During another test, putting the aircraft into too tight a turn caused the towing swivel to break away and damage the rear fuselage.

Despite this Lindner considered that with an improved wing and the addition of a vertical fin, good results could have been obtained with towed bombs.


----------



## Colin1 (Aug 26, 2009)

beaupower32 said:


> You got any more pictures of this project Colin?


One or two
just looking around


----------



## beaupower32 (Aug 26, 2009)

Colin1 said:


> During the middle of October 44, proposals were made for towing both extra fuel and ordnance behind the Me262 in the _Deichselschlepp_ rigid tow arrangement. In this, the bomb or drop tank had an auxiliary wing mounted above it and was fitted with a two-wheeled take-off dolly. It was attached to the aircraft by a 19ft 8in (6m) hollow pole, this having a double joint to allow both vertical and horizontal motion.
> After take-off the wheels were jettisoned by exploding bolts and on reaching the target, the aircraft was put into a shallow dive, the weapon being targetted using the normal Revi sight and launched via another exploding bolt.
> 
> When a fuel tank was used, the line passed through the centre of the hollow pole.
> ...




Great info


----------



## Colin1 (Aug 26, 2009)

A 2,205lb (1,000Kg) bomb attached to the tail of the Me262 V10 using the rigid tow pole method. This photograph shows the auxiliary wing mounted above the bomb and the jettisonable wheeled dolly below. Taken just before the damage caused on the third flight.


----------



## imalko (Aug 26, 2009)

Yep, I've seen it before. Some ideas that German engineers came up with towards the end of war were just bordering with crazy...


----------



## beaupower32 (Aug 26, 2009)

Looks like the 262 is pulling its little ba$tard child behind it. Just like the parents at the airport who have a leash on their kid so they dont get lost.


----------



## Colin1 (Aug 26, 2009)

imalko said:


> Some ideas that German engineers came up with towards the end of war were just bordering with crazy...

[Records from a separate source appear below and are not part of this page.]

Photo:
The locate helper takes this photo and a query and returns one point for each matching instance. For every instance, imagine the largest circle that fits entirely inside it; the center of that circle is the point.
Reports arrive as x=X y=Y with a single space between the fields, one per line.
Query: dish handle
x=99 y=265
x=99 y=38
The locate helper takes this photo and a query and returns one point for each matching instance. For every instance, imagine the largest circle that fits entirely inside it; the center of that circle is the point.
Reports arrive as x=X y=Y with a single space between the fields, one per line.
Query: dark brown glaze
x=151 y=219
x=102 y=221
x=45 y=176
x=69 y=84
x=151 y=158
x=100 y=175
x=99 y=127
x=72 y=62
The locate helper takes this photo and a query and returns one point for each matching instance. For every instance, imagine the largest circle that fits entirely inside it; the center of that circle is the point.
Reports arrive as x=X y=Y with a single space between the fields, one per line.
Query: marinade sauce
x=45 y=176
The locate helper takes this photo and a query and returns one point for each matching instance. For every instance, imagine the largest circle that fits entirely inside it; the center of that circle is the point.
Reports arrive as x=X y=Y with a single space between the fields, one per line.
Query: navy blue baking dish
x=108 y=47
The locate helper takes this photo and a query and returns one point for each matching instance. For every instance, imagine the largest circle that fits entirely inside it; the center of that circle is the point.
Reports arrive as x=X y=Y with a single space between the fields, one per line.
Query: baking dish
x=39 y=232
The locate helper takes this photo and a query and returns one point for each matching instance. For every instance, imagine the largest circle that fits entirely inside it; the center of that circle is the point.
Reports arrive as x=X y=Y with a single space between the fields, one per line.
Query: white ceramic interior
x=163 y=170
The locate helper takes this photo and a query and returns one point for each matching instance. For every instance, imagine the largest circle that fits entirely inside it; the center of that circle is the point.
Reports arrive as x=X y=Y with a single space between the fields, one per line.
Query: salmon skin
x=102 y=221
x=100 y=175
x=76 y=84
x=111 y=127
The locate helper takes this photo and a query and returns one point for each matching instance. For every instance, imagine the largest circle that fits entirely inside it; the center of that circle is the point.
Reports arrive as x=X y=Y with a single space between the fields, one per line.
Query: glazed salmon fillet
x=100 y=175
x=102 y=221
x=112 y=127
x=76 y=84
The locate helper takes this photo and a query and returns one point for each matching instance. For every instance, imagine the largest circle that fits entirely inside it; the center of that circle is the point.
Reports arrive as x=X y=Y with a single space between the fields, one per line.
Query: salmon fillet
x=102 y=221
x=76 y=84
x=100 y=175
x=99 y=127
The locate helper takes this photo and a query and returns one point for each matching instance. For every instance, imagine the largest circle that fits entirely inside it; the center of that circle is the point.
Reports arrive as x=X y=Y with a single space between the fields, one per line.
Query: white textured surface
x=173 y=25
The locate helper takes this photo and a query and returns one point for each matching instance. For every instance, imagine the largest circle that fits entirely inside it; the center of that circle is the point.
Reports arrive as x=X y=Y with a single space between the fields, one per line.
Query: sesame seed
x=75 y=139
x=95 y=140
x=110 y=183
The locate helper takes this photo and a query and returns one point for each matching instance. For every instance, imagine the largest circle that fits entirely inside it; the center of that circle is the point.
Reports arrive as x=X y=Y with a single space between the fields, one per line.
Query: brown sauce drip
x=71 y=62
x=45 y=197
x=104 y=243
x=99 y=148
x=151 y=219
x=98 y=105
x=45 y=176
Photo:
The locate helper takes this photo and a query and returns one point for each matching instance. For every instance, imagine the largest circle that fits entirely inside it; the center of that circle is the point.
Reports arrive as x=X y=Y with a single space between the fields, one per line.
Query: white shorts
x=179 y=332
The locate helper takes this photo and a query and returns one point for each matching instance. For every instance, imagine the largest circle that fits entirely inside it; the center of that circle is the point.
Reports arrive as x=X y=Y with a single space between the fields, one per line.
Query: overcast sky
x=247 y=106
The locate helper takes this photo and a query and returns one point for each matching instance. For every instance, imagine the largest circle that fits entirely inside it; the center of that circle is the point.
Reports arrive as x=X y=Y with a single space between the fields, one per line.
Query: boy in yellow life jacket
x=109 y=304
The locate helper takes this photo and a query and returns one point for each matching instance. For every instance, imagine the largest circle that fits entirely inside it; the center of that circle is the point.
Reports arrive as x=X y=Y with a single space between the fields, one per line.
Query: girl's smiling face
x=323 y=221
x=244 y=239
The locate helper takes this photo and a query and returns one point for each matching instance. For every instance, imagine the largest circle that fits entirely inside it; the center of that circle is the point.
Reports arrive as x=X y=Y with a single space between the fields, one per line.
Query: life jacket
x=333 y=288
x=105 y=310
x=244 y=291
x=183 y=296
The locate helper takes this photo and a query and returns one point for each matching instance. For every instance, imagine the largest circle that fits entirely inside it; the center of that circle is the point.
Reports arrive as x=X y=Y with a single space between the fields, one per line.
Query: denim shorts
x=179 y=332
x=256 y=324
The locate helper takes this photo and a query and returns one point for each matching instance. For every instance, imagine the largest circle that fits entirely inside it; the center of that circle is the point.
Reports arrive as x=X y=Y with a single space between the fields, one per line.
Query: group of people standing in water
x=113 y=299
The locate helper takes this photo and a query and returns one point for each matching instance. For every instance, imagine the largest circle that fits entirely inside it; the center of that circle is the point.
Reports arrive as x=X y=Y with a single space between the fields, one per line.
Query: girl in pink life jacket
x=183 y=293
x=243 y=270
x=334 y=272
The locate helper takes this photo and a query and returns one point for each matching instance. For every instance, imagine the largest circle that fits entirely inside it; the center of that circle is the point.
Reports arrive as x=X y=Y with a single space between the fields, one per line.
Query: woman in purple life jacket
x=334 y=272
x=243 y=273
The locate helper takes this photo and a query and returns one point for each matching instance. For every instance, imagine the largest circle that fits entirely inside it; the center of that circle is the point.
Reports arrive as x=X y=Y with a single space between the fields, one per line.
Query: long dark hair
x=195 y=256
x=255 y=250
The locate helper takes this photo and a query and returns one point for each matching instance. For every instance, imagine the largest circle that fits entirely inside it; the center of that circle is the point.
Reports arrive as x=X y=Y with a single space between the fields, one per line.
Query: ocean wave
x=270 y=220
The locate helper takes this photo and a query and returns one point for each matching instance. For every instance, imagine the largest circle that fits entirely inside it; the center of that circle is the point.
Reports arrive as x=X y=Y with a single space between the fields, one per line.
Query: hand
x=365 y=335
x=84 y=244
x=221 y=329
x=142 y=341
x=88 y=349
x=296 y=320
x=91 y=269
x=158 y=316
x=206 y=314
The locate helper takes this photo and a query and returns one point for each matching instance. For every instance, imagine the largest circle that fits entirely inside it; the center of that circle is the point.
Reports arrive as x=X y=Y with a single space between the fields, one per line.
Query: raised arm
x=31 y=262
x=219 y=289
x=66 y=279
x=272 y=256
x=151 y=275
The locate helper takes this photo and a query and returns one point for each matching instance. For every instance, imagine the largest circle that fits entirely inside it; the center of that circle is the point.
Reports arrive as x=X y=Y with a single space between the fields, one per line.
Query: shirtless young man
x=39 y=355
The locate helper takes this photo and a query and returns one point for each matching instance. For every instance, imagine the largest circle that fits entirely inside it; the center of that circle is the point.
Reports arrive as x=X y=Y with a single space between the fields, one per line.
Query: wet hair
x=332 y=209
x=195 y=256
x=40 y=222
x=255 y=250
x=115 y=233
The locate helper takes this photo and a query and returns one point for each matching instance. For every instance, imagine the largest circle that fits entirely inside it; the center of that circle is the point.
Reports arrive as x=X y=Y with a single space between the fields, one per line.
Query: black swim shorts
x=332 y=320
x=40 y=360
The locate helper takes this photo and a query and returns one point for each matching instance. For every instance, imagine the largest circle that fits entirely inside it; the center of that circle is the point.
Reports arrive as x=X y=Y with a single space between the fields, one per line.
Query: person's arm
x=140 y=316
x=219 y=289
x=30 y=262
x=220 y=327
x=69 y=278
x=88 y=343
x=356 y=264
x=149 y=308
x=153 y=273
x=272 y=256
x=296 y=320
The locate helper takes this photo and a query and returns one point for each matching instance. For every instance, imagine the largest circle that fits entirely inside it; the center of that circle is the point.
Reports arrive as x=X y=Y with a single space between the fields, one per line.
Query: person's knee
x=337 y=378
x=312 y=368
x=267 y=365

Lindner rated it despite the tribulations it gave him


----------



## ccheese (Aug 26, 2009)

That's quite interesting. I never knew the Luftwaffe tried this sort of thing.

Charles


----------



## Colin1 (Aug 26, 2009)

ccheese said:


> That's quite interesting. I never knew the Luftwaffe tried this sort of thing


Just realised
I didn't actually answer BP's question
it seems it was used against ground targets BP (hence the shallow dive/Revi targetting), not for bomber streams.

I'm just wondering how accurate it would have been. If the pilot had to really walk it to the target then he's laying himself open to all manner of flak whilst on the targetting run-in. Would it/could it have been any more accurate than say, a Mistel combination? It wouldn't have had the same yield, that's for certain.


----------



## Gnomey (Aug 26, 2009)

Interesting! Certainly I don't think it would be that effective, either through poor accuracy or through easy target for flak.


----------



## beaupower32 (Aug 27, 2009)

I wouldnt think it would be too accurate. Givin the speed of the dive, altitude at which to drop, plus other things like wind and so, would make it pretty difficult to hit anything. Probably ending up being more of a terror weapon than anthing.


----------